This is a good time to assess Washington-Pretoria relations. In May, post-apartheid South Africa turned 10 years old. Delight can legitimately be expressed by internationalists and anti-racists, including progressive U.S. activists who supported the African National Congress (ANC) and who pressed the U.S. Congress and the Reagan/Bush administrations to impose sanctions during the crucial 1980s.
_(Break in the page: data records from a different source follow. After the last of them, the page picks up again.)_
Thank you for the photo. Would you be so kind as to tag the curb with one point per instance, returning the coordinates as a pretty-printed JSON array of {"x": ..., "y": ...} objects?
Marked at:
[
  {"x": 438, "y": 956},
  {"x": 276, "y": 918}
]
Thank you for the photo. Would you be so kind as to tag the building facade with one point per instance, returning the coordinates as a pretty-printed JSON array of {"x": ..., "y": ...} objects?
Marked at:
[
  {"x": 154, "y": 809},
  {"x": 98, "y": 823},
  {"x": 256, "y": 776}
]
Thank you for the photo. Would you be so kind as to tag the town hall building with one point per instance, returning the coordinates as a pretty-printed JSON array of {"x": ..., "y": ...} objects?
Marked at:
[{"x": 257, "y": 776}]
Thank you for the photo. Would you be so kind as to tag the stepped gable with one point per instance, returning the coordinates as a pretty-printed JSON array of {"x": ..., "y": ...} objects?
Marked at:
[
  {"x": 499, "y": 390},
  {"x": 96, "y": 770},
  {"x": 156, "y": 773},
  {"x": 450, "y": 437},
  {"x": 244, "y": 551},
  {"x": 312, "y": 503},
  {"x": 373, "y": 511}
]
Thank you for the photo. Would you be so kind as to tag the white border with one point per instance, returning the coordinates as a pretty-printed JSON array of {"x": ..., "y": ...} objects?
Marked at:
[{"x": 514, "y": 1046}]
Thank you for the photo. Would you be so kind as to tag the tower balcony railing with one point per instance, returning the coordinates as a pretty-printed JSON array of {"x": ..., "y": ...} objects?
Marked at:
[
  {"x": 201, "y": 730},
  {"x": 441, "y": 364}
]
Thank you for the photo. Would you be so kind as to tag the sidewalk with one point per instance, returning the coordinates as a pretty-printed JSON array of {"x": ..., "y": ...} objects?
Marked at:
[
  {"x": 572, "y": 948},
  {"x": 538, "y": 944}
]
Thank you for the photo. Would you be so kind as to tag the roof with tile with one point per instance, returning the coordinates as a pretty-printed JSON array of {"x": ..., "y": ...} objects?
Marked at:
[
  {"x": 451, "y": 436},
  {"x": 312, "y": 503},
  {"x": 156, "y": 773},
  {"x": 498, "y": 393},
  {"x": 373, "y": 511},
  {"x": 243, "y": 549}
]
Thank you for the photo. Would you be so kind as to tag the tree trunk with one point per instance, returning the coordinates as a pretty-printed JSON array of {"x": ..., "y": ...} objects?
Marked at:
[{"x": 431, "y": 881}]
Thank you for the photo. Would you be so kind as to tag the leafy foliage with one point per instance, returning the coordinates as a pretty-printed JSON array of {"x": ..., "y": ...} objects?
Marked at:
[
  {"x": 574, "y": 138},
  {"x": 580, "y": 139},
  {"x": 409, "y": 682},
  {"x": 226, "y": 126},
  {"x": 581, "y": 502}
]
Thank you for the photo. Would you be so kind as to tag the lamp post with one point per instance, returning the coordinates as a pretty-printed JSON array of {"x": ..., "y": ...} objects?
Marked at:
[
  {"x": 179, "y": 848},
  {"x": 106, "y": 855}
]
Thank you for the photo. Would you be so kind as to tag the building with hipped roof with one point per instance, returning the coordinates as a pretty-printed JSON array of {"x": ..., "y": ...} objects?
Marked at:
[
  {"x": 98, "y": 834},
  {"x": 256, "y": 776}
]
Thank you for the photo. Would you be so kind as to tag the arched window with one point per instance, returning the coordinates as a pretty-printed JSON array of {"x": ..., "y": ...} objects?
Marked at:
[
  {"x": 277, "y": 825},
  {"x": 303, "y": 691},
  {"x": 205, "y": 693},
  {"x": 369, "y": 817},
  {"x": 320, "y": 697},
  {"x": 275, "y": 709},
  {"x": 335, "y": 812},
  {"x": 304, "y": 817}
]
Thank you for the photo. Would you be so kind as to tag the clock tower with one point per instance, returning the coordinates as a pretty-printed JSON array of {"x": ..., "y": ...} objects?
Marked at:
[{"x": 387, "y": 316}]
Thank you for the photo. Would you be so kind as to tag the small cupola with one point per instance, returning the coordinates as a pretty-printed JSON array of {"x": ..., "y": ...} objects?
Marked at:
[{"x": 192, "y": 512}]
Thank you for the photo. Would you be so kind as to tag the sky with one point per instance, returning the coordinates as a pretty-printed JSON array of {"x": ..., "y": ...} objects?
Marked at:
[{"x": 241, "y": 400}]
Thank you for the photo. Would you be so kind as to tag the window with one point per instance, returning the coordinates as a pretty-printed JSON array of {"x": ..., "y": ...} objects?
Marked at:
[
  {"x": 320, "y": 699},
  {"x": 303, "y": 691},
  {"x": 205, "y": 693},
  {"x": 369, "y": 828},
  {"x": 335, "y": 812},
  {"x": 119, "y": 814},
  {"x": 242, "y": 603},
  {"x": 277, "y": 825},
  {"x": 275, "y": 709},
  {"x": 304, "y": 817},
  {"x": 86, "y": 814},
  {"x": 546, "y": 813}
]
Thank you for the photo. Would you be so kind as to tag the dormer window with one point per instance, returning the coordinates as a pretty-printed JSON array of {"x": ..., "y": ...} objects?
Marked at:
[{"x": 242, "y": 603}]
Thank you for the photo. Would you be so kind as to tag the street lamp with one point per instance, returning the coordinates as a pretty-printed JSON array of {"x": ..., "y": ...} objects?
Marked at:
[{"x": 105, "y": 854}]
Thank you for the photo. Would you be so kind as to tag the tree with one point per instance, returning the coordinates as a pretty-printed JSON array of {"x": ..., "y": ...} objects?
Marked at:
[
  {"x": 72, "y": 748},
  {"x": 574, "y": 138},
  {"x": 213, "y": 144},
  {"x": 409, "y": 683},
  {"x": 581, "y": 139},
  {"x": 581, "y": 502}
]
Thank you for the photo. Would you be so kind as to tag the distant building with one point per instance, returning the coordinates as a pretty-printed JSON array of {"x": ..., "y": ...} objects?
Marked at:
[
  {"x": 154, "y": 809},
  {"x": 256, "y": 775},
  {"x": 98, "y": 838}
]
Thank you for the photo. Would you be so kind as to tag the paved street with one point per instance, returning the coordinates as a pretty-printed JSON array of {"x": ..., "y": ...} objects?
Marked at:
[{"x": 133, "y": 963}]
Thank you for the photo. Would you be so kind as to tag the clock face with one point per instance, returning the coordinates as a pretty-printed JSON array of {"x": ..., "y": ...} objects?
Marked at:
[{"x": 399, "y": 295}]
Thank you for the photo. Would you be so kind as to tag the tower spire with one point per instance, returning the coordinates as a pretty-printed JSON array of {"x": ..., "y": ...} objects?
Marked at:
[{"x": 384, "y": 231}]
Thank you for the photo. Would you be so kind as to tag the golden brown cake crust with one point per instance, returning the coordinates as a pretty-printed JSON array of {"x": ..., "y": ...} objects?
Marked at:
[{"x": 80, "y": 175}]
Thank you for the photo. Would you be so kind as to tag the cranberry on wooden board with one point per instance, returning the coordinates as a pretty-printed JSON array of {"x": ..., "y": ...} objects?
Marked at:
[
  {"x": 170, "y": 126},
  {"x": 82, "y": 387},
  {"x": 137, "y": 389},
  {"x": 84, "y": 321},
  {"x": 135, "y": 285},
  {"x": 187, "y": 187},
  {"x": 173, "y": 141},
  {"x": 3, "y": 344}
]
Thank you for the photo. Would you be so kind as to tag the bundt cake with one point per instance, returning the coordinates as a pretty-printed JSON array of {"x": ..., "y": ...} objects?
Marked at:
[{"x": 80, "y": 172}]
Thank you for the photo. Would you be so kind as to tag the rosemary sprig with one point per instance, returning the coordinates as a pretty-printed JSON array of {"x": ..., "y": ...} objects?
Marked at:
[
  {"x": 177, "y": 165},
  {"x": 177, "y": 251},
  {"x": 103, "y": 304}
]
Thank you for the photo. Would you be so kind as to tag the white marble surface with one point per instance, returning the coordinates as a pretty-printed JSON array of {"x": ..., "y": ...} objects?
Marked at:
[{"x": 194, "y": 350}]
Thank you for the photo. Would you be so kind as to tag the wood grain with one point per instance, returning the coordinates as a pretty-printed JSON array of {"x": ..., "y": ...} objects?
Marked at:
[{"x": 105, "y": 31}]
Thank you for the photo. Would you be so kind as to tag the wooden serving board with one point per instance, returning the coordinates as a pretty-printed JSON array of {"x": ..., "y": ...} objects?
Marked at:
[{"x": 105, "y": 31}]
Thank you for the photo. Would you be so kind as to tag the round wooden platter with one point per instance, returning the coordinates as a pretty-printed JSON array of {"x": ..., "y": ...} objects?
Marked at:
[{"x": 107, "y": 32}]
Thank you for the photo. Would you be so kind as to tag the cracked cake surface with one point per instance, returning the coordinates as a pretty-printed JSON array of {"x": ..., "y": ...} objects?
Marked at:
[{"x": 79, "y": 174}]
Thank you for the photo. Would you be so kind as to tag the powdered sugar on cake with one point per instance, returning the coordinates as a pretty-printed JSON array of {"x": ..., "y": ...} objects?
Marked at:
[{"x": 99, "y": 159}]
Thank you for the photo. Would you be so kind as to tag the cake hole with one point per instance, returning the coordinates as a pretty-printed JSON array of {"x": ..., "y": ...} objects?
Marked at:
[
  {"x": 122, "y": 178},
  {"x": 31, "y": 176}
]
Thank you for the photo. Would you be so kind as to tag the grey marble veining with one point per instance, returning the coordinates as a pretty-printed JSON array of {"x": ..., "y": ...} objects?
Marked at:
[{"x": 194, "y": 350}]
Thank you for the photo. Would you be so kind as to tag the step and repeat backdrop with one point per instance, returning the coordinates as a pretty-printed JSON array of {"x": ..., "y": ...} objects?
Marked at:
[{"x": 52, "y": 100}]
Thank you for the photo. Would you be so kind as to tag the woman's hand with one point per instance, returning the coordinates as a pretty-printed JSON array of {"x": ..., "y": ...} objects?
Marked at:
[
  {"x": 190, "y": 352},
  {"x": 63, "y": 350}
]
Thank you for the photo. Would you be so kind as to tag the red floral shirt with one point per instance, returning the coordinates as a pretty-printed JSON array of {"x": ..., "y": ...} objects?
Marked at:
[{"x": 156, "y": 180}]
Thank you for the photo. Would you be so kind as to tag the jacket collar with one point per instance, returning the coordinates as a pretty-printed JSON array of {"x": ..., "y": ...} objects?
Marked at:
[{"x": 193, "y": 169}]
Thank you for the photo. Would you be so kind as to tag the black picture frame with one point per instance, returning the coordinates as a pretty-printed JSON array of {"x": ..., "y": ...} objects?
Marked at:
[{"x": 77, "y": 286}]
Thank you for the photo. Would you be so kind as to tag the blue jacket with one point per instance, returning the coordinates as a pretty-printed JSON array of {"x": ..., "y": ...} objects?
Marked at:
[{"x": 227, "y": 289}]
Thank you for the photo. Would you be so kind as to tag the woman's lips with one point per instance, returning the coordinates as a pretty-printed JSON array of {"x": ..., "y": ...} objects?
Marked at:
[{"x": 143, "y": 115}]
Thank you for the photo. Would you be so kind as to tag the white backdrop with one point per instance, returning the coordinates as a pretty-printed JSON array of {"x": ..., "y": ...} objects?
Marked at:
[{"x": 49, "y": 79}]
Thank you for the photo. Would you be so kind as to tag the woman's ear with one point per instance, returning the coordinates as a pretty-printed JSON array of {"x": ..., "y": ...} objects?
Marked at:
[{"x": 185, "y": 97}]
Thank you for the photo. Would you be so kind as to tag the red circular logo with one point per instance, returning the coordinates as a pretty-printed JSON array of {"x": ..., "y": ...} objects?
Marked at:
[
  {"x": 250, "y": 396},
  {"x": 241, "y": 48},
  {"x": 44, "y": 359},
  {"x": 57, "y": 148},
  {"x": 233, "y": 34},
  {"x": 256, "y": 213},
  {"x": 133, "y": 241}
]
The White House and State Department were, of course, weak and compromised when opposing apartheid, even during its death-throes, in the wake of many decades of explicit support. A reminder of the “constructive engagement” legacy was provided by Reagan’s death in June, based on Chester Crocker’s own 1980 assessment of his mandate as Assistant Secretary of State for Africa: “The only thing Ronald Reagan knows about South Africa is that he’s on the side of the whites.” However, political amnesia was recommended by South Africa’s president Thabo Mbeki, who traveled from the Sea Island, Georgia G8 Summit to the funeral and remarked to National Public Radio, “For those of us who were part of the struggle against apartheid, it was actually during Reagan’s presidency [that] the United States government started dealing with the ANC.”2 (The CIA cooperated with the Pretoria regime against the ANC, throughout the Reagan era.)
In the new South Africa, however, a power-sharing compromise deal among a tiny fraction of black nationalist politicians and business cronies created an elite transition that endowed a few Africans with enormous stature and wealth, but impoverished the majority of ANC constituents. Internationally, the new governing elites struck deals with such multilateral institutions as the World Bank and International Monetary Fund (IMF) that recall the subimperial designs of Victorian-era colonialist Cecil Rhodes. The result has been a substitution of class apartheid for racial apartheid. Today, thanks to a blueprint partially designed at the World Bank ranging from macroeconomics issues to policies impacting land, housing, and water, the government’s own statistics agency reports a 19 percent decline in black household income from 1995-2000, while white people increased their income by 15 percent and conditions have deteriorated further subsequently. Although some state resources were redirected from white to black people, the doubling of formal unemployment and the onset of AIDS-ignored by the ANC until protest movements shook government officials into providing medicines this year-have created a huge domestic problem that helps to explain why South Africa’s subimperial project is sometimes veiled with counter hegemonic, and even anti-imperialist, rhetoric.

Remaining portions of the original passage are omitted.